In late May, 2014, a team of Greenpeace activists, including one from the Pacific, climbed aboard an oil drilling rig in the Barents Sea to protest offshore drilling, its contribution to climate damaging carbon emissions and the dangers of oil spills. Five months later, several dozen Pacific island ‘climate warriors’ joined Australian colleagues in Newcastle for a daylong blockade of vessels carrying shipments of coal for export.
The two protests were for the same purpose—to focus global attention on fossil fuels’ contribution to climate problems—but with one significant anomaly: the oil rig targeted by Greenpeace was flagged in the Marshall Islands, one of several atoll nations at the forefront of an international campaign to cut back use of fossil fuels and reduce carbon emissions.
This raises the question: Do small island nations that contribute little to the carbon problem globally need to change their ways as they are demanding of big nations? More specifically, is it hypocritical for an island nation to demand reductions in use of fossil fuel while at the same time profiting from business investments in fossil fuel?

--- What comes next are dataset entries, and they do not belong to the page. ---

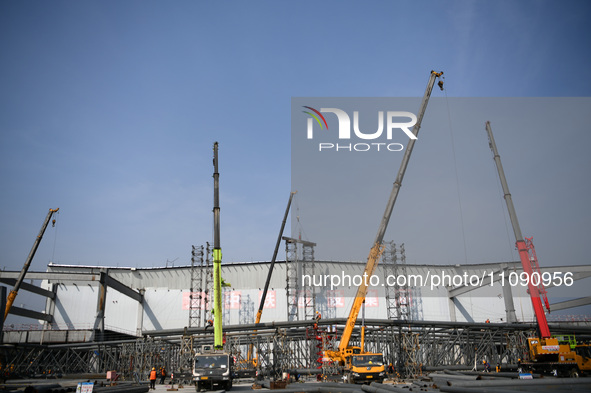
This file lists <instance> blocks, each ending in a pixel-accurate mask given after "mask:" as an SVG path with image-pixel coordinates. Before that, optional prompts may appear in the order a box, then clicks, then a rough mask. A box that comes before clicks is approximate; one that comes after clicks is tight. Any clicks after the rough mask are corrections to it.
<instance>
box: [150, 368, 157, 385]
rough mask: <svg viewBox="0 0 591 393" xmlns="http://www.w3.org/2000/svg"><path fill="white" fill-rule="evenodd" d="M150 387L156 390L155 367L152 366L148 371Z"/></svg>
mask: <svg viewBox="0 0 591 393" xmlns="http://www.w3.org/2000/svg"><path fill="white" fill-rule="evenodd" d="M150 389H152V390H156V367H152V371H150Z"/></svg>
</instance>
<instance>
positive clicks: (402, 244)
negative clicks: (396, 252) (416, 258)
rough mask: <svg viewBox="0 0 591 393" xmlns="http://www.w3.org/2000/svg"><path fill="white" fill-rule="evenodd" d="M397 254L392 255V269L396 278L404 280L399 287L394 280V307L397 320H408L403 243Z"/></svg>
mask: <svg viewBox="0 0 591 393" xmlns="http://www.w3.org/2000/svg"><path fill="white" fill-rule="evenodd" d="M397 251H398V252H397V253H396V254H394V269H395V274H396V277H404V278H405V280H404V282H403V283H402V284H403V285H399V284H400V283H399V282H398V281H399V280H396V285H395V286H394V288H395V289H396V306H397V314H398V319H403V320H409V318H410V301H411V299H410V291H409V290H408V281H407V280H406V279H407V278H408V275H407V274H406V254H405V251H404V243H402V244H401V245H400V246H399V247H398V250H397Z"/></svg>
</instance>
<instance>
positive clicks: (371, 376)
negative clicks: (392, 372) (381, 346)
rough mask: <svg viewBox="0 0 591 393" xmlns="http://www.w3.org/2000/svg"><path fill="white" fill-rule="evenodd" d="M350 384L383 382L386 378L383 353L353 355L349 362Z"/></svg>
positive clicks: (348, 364)
mask: <svg viewBox="0 0 591 393" xmlns="http://www.w3.org/2000/svg"><path fill="white" fill-rule="evenodd" d="M347 364H348V369H349V373H348V374H349V376H348V381H347V382H349V383H370V382H373V381H375V382H382V381H383V380H384V378H385V377H386V370H385V368H384V358H383V356H382V354H381V353H362V354H358V355H352V356H350V357H349V359H348V361H347Z"/></svg>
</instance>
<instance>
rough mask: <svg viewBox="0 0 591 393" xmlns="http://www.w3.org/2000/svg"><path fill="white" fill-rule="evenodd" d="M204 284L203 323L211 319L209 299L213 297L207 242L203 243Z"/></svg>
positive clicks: (212, 267)
mask: <svg viewBox="0 0 591 393" xmlns="http://www.w3.org/2000/svg"><path fill="white" fill-rule="evenodd" d="M204 281H205V283H204V284H203V288H204V294H203V297H204V298H205V299H204V308H203V318H204V320H205V321H208V320H210V319H213V317H212V313H211V299H212V298H213V296H210V295H212V294H213V264H212V262H211V248H210V246H209V242H206V243H205V280H204Z"/></svg>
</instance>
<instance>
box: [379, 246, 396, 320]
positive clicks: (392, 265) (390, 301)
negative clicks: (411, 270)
mask: <svg viewBox="0 0 591 393" xmlns="http://www.w3.org/2000/svg"><path fill="white" fill-rule="evenodd" d="M395 256H396V243H394V242H392V241H390V242H384V252H383V253H382V266H383V268H384V282H385V283H388V284H389V283H390V282H389V281H391V280H392V277H396V276H395V273H396V271H395V270H396V269H395V267H394V265H395V264H394V258H395ZM388 284H386V285H385V291H386V311H387V315H388V319H397V310H396V288H395V286H394V285H388Z"/></svg>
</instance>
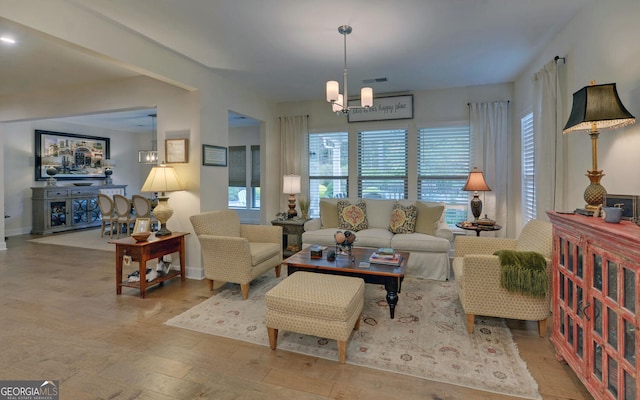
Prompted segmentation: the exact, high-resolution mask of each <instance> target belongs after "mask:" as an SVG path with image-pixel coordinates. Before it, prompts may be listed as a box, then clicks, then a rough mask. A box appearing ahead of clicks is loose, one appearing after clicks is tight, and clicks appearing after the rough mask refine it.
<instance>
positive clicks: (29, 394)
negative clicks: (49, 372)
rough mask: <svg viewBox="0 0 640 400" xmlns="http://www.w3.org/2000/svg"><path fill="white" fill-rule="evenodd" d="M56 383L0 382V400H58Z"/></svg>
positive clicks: (57, 383)
mask: <svg viewBox="0 0 640 400" xmlns="http://www.w3.org/2000/svg"><path fill="white" fill-rule="evenodd" d="M58 388H59V386H58V381H0V400H59V399H60V396H59V390H58Z"/></svg>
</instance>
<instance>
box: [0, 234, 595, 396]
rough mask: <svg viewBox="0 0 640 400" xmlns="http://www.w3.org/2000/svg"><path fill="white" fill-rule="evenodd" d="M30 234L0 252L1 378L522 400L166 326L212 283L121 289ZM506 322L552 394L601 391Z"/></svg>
mask: <svg viewBox="0 0 640 400" xmlns="http://www.w3.org/2000/svg"><path fill="white" fill-rule="evenodd" d="M94 232H95V231H94ZM94 232H87V234H93V233H94ZM96 234H97V233H96ZM29 238H31V237H30V236H29V235H25V236H17V237H11V238H9V240H8V242H7V245H8V250H7V251H4V252H0V307H1V310H2V311H1V321H2V323H1V327H0V348H1V349H2V350H0V379H1V380H7V379H29V380H40V379H43V380H54V379H59V380H60V399H74V400H77V399H160V400H163V399H180V400H182V399H296V400H300V399H302V400H305V399H345V400H346V399H349V400H357V399H368V400H371V399H389V398H402V399H431V400H445V399H446V400H470V399H489V400H506V399H514V397H509V396H500V395H495V394H491V393H486V392H481V391H475V390H471V389H466V388H462V387H457V386H453V385H446V384H442V383H437V382H431V381H426V380H423V379H418V378H412V377H408V376H404V375H398V374H392V373H385V372H381V371H378V370H373V369H368V368H362V367H357V366H353V365H349V364H346V365H340V364H338V363H337V362H335V361H329V360H323V359H317V358H313V357H309V356H304V355H300V354H295V353H288V352H286V351H271V350H270V349H269V348H268V347H263V346H257V345H252V344H248V343H244V342H240V341H235V340H230V339H225V338H220V337H215V336H211V335H206V334H201V333H197V332H191V331H187V330H181V329H178V328H173V327H167V326H165V325H163V323H164V321H166V320H167V319H169V318H170V317H172V316H174V315H177V314H179V313H181V312H183V311H185V310H187V309H189V308H190V307H192V306H193V305H195V304H197V303H199V302H201V301H203V300H204V299H206V298H208V297H209V296H210V292H209V291H208V289H207V285H206V283H205V282H204V281H196V280H187V281H186V282H184V283H181V282H180V280H179V279H178V280H172V281H169V282H166V283H165V284H164V286H163V287H160V288H156V289H151V290H149V291H148V292H147V298H146V299H144V300H143V299H141V298H140V297H139V295H138V292H137V291H136V290H134V289H130V288H123V293H122V295H120V296H118V295H116V288H115V266H114V259H113V258H114V253H112V252H106V251H101V250H89V249H79V248H72V247H64V246H55V245H45V244H35V243H32V242H28V241H27V240H28V239H29ZM105 240H107V239H106V238H105ZM508 324H509V326H510V328H511V330H512V332H513V336H514V338H515V340H516V343H517V345H518V347H519V350H520V353H521V355H522V358H523V359H524V360H525V361H526V362H527V365H528V367H529V369H530V371H531V373H532V375H533V376H534V377H535V379H536V381H537V382H538V385H539V389H540V393H541V395H542V397H543V399H545V400H547V399H558V400H564V399H592V397H591V396H590V395H589V393H588V392H587V391H586V390H585V389H584V386H583V385H582V384H581V383H580V382H579V381H578V379H577V378H576V376H575V374H574V373H573V372H572V371H571V370H570V369H569V367H568V366H566V365H563V364H562V363H559V362H558V361H556V359H555V355H554V352H553V348H552V346H551V344H550V342H549V340H548V339H547V338H544V339H540V338H539V337H538V335H537V325H536V324H534V323H528V322H519V321H508ZM550 326H551V323H549V327H550ZM266 334H267V333H266V332H265V335H266Z"/></svg>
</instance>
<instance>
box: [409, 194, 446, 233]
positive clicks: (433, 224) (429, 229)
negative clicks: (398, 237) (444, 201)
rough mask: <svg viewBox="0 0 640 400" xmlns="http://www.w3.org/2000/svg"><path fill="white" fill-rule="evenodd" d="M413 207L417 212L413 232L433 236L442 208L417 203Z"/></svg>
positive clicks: (420, 202) (443, 209)
mask: <svg viewBox="0 0 640 400" xmlns="http://www.w3.org/2000/svg"><path fill="white" fill-rule="evenodd" d="M415 205H416V209H417V210H418V217H417V218H416V230H415V231H416V232H418V233H424V234H426V235H435V234H436V231H437V230H438V225H439V224H440V218H441V217H442V213H443V212H444V206H427V205H426V204H423V203H421V202H419V201H417V202H416V203H415Z"/></svg>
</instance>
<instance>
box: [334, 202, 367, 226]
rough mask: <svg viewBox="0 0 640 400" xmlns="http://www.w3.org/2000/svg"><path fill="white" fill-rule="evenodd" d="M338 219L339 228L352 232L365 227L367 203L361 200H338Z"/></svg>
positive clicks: (366, 219) (366, 222)
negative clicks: (356, 201)
mask: <svg viewBox="0 0 640 400" xmlns="http://www.w3.org/2000/svg"><path fill="white" fill-rule="evenodd" d="M338 221H339V228H341V229H348V230H351V231H354V232H357V231H360V230H363V229H367V228H368V227H369V223H368V222H367V205H366V204H365V203H364V202H363V201H361V202H359V203H356V204H351V203H350V202H348V201H345V200H340V201H338Z"/></svg>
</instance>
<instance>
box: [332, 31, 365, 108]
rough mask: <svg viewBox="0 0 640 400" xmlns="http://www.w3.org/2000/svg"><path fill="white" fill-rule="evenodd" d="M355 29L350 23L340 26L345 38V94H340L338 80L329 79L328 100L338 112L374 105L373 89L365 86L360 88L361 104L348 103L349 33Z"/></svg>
mask: <svg viewBox="0 0 640 400" xmlns="http://www.w3.org/2000/svg"><path fill="white" fill-rule="evenodd" d="M352 31H353V28H351V27H350V26H349V25H342V26H339V27H338V32H339V33H340V34H341V35H342V36H343V39H344V74H343V78H342V88H343V89H344V94H340V84H339V83H338V81H327V84H326V91H327V102H329V103H331V110H332V111H333V112H335V113H336V114H344V115H347V114H349V111H351V110H354V109H363V108H369V107H371V106H373V89H372V88H370V87H363V88H362V89H360V101H361V105H360V106H355V105H353V106H350V105H348V104H347V102H348V101H349V100H348V99H349V94H348V90H347V35H349V34H350V33H351V32H352Z"/></svg>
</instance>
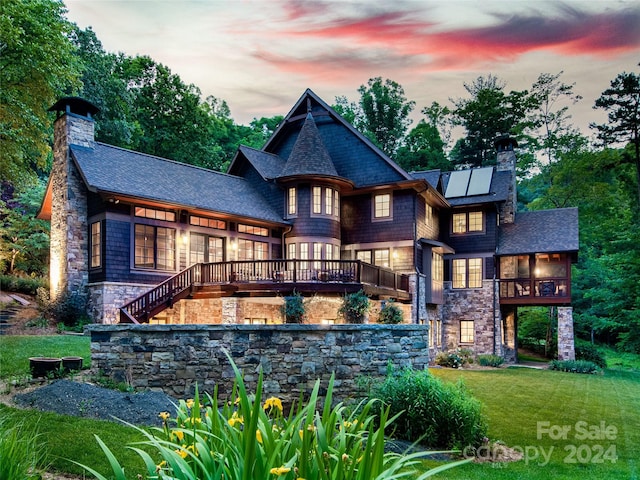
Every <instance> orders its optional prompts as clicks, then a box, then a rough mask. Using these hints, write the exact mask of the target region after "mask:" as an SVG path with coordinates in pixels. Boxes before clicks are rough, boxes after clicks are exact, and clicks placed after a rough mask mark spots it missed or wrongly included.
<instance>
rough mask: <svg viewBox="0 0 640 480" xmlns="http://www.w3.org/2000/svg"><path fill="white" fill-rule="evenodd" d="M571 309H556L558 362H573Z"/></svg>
mask: <svg viewBox="0 0 640 480" xmlns="http://www.w3.org/2000/svg"><path fill="white" fill-rule="evenodd" d="M575 359H576V350H575V346H574V340H573V308H572V307H558V360H575Z"/></svg>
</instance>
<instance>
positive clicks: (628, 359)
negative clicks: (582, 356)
mask: <svg viewBox="0 0 640 480" xmlns="http://www.w3.org/2000/svg"><path fill="white" fill-rule="evenodd" d="M598 349H599V350H600V351H601V352H603V353H604V355H605V357H606V358H607V368H611V369H615V370H635V371H637V372H640V355H636V354H634V353H628V352H619V351H617V350H615V349H613V348H611V347H605V346H601V345H599V346H598Z"/></svg>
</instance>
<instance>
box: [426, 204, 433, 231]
mask: <svg viewBox="0 0 640 480" xmlns="http://www.w3.org/2000/svg"><path fill="white" fill-rule="evenodd" d="M424 221H425V223H426V224H427V225H428V226H430V227H433V207H432V206H431V205H429V204H428V203H426V204H425V219H424Z"/></svg>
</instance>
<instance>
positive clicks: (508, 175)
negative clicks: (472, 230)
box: [440, 167, 512, 207]
mask: <svg viewBox="0 0 640 480" xmlns="http://www.w3.org/2000/svg"><path fill="white" fill-rule="evenodd" d="M485 168H488V167H485ZM492 168H494V171H493V175H492V177H491V183H490V185H489V192H488V193H486V194H481V195H465V196H460V197H452V198H447V201H448V202H449V204H450V205H451V206H453V207H459V206H465V205H477V204H479V203H495V202H504V201H506V200H507V199H508V198H509V187H510V184H511V180H512V178H511V174H510V173H509V172H506V171H498V170H496V169H495V167H492ZM461 171H463V170H456V171H455V172H461ZM466 171H468V172H471V170H466ZM453 173H454V172H442V174H441V177H440V181H441V184H442V192H443V193H444V192H446V191H447V187H448V186H449V181H450V180H451V175H452V174H453Z"/></svg>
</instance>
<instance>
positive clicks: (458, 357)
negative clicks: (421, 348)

Seven nations in the Pacific—the Marshall Islands, Kiribati, Tuvalu, Federated States of Micronesia, Palau, Tonga and Nauru—operate government trust funds with significant offshore investment. Generally these are a mix of fixed income (government bonds), real estate and stock market investments. Because investments in the fossil industry have produced some of the greatest profits in the history of stock markets in recent years (except for the past several months as oil prices have declined), virtually all big funds have some investment in the fossil fuel industry. A number of island nations also operate ship registries, led by the Marshall Islands, which has the world’s third largest registry behind Panama and Liberia. Significantly for the Marshall Islands, a major portion of the tonnage it flags is oil tankers and drilling rigs.
The Marshall Islands has been at the forefront of the climate action campaign with Foreign Minister Tony deBrum and, more recently, Kathy Jetnil-Kijiner making headlines globally calling for nations of the world to act to prevent a climate disaster already in progress. But governments in region with trust funds have not addressed the apparent conflict between profiting from the oil industry and demanding it be phased down.
While the Marshall Islands’ government has been silent at home on the issue, its voice internationally has grown greatly during Minister deBrum’s tenure in government since 2012. In recent months, however, the College of the Marshall Islands has taken up a campaign for divestment from the fossil fuel industry. The college has a small endowment fund of about a million dollars that is invested in the U.S. and global stock markets.
‘We will be crafting a policy statement for the Board of Regents so that the College of the Marshall Islands Endowment Fund is not investing in fossil fuel companies,’ said President Carl Hacker. ‘It is something we can do to contribute to the change that is desperately needed.’ Hacker said he was moved by researching what is being done globally to invest in climate-friendly corporations, and was particularly influenced by an article by Nobel Peace Prize winner Bishop Desmond Tutu on divestment and climate change. Jetnil-Kijiner, an instructor at the College of the Marshall Islands, has been a force behind the divestment movement with the college community.
The Majuro-based college is already the country’s leader in renewable energy, and is getting ready to purchase electric vehicles. Over the past three years, it has slashed US$300,000 a year off its electricity bill by using solar and wind power. Like action to use renewable energy, divestment is an important area for action, Hacker said.
The college administration engaged its Student Body Association to get students, teachers and staff talking about climate issues during a “divestment week” series of events in November. During the week, SBA members went from class to class educating their peers about divestment. The students wrote essays, drew posters and participated in a public forum on the topic. The public event was titled ‘CMI and Divestment — putting our money where our mouth is.’
These events at the college underscored the thinking of students, faculty and administrators that even though the endowment fund of CMI is relatively small and divesting will not affect fossil fuel companies, the issue is about taking a stand on principle. The students’ message: CMI should not talk about climate change and then reap interest from its investments in fossil fuel companies that profit by producing and selling the one product that is the largest contributor to climate change—fossil fuels.
In response to the divestment campaign within the college, the CMI board of regents in December directed the administration to divest from fossil fuel companies within three years.The divestment campaign at the college hasn’t spread to national government investments and the ship registry. But at some point the government, indeed all governments concerned with climate problems, will be forced to address the contradiction in demanding reduced global reliance on fossil fuels while at the same time profiting from the fossil fuel industry.
Thanks to donor funding, many Pacific islands have installed solar equipment on far-flung islands, bringing electricity for the first time to thousands of islanders and reducing modest usage of fossil fuel for power. These Pacific island actions are largely symbolic in terms of global impact, but everything from use of renewable energy and fuel-guzzling vehicles to divestment—or not—from the fossil fuel industry send a message to the world about small island states walking the climate talk.